Let’s begin by finding \(\hat{\beta}_0\).

\[ \begin{aligned} \frac{\partial \text{SSR}}{\partial \hat{\beta}_0} &= -2 \sum\limits_{i=1}^{n}(y_i - \hat{\beta}_0 - \hat{\beta}_1 x_i) = 0 \\[10pt] &\Rightarrow \sum\limits_{i=1}^{n}(y_i - \sum\limits_{i=1}^{n} \hat{\beta}_0 - \sum\limits_{i=1}^{n} \hat{\beta}_1 x_i) = 0 \\[10pt] &\Rightarrow \sum\limits_{i=1}^{n}y_i - n\hat{\beta}_0 - \hat{\beta}_1\sum\limits_{i=1}^{n}x_i = 0 \\[10pt] &\Rightarrow \sum\limits_{i=1}^{n}y_i - \hat{\beta}_1\sum\limits_{i=1}^{n}x_i = n\hat{\beta}_0 \\[10pt] &\Rightarrow \frac{1}{n}\Big(\sum\limits_{i=1}^{n}y_i - \hat{\beta}_1\sum\limits_{i=1}^{n}x_i\Big) = \hat{\beta}_0 \\[10pt] &\Rightarrow \bar{y} - \hat{\beta}_1 \bar{x} = \hat{\beta}_0 \\ \end{aligned} \tag{A.3}\]

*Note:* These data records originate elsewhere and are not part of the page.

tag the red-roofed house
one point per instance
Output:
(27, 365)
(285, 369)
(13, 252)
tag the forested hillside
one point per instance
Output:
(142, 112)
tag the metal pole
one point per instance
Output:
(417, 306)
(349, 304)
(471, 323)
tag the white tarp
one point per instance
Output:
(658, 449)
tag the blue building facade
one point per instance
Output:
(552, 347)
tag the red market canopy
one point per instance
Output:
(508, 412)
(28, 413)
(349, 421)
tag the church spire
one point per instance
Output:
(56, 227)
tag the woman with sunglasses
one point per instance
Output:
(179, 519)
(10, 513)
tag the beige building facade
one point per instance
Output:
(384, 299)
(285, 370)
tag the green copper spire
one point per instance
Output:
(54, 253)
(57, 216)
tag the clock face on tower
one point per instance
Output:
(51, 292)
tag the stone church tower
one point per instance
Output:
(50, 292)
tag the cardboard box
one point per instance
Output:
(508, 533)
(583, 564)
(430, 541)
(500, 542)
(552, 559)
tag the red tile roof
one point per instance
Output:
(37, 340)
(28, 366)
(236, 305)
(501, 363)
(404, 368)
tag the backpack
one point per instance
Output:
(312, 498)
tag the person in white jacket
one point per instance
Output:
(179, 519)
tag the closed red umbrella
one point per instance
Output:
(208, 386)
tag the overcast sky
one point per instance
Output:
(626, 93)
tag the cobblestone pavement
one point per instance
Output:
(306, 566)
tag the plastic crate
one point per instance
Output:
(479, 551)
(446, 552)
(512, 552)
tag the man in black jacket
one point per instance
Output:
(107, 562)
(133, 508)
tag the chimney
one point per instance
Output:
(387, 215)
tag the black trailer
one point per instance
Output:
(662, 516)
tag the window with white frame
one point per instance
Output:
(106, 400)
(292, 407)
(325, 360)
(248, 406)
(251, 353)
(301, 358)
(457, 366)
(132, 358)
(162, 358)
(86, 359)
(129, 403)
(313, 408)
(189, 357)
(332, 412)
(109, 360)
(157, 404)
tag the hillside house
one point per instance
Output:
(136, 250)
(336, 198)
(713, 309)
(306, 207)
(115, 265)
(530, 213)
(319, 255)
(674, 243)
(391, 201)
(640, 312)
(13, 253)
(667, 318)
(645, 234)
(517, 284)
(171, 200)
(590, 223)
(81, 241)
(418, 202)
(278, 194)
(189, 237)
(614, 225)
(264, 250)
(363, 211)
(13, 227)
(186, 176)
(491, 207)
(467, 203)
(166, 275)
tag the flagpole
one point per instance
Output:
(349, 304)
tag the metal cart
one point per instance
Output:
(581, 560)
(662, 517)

Thus \(\hat{\beta}_0 = \bar{y} - \hat{\beta}_1\bar{x}\).

Note

\(\bar{y} = \frac{1}{n}\sum\limits_{i=1}^{n}y_i \hspace{2mm} \text{ and }\hspace{2mm}\bar{x} = \frac{1}{n}\sum\limits_{i=1}^{n}x_i\)

Now, let’s find \(\hat{\beta}_1\).

\[ \begin{aligned} &\frac{\partial \text{SSR}}{\partial \hat{\beta}_1} = -2 \sum\limits_{i=1}^{n}x_i(y_i - \hat{\beta}_0 - \hat{\beta}_1 x_i) = 0 \\[10pt] &\Rightarrow \sum\limits_{i=1}^{n}x_iy_i - \hat{\beta}_0\sum\limits_{i=1}^{n}x_i - \hat{\beta}_1\sum\limits_{i=1}^{n}x_i^2 = 0 \\[10pt] \text{(Fill in }\hat{\beta}_0\text{)}&\Rightarrow \sum\limits_{i=1}^{n}x_iy_i - (\bar{y} - \hat{\beta}_1\bar{x})\sum\limits_{i=1}^{n}x_i - \hat{\beta}_1\sum\limits_{i=1}^{n}x_i^2 = 0 \\[10pt] &\Rightarrow \sum\limits_{i=1}^{n}x_iy_i = (\bar{y} - \hat{\beta}_1\bar{x})\sum\limits_{i=1}^{n}x_i + \hat{\beta}_1\sum\limits_{i=1}^{n}x_i^2 \\[10pt] &\Rightarrow \sum\limits_{i=1}^{n}x_iy_i = \bar{y}\sum\limits_{i=1}^{n}x_i - \hat{\beta}_1\bar{x}\sum\limits_{i=1}^{n}x_i + \hat{\beta}_1\sum\limits_{i=1}^{n}x_i^2\\[10pt] &\Rightarrow \sum\limits_{i=1}^{n}x_iy_i = n\bar{x}\bar{y} - \hat{\beta}_1n\bar{x}^2 + \hat{\beta}_1\sum\limits_{i=1}^{n}x_i^2\\[10pt] &\Rightarrow \sum\limits_{i=1}^{n}x_iy_i - n\bar{y}\bar{x} = \hat{\beta}_1\sum\limits_{i=1}^{n}x_i^2 - \hat{\beta}_1n\bar{x}^2\\[10pt] &\Rightarrow \sum\limits_{i=1}^{n}x_iy_i - n\bar{y}\bar{x} = \hat{\beta}_1\Big(\sum\limits_{i=1}^{n}x_i^2 -n\bar{x}^2\Big)\\[10pt] &\Rightarrow \frac{\sum\limits_{i=1}^{n}x_iy_i - n\bar{y}\bar{x}}{\sum\limits_{i=1}^{n}x_i^2 -n\bar{x}^2} = \hat{\beta}_1 \end{aligned} \tag{A.4}\]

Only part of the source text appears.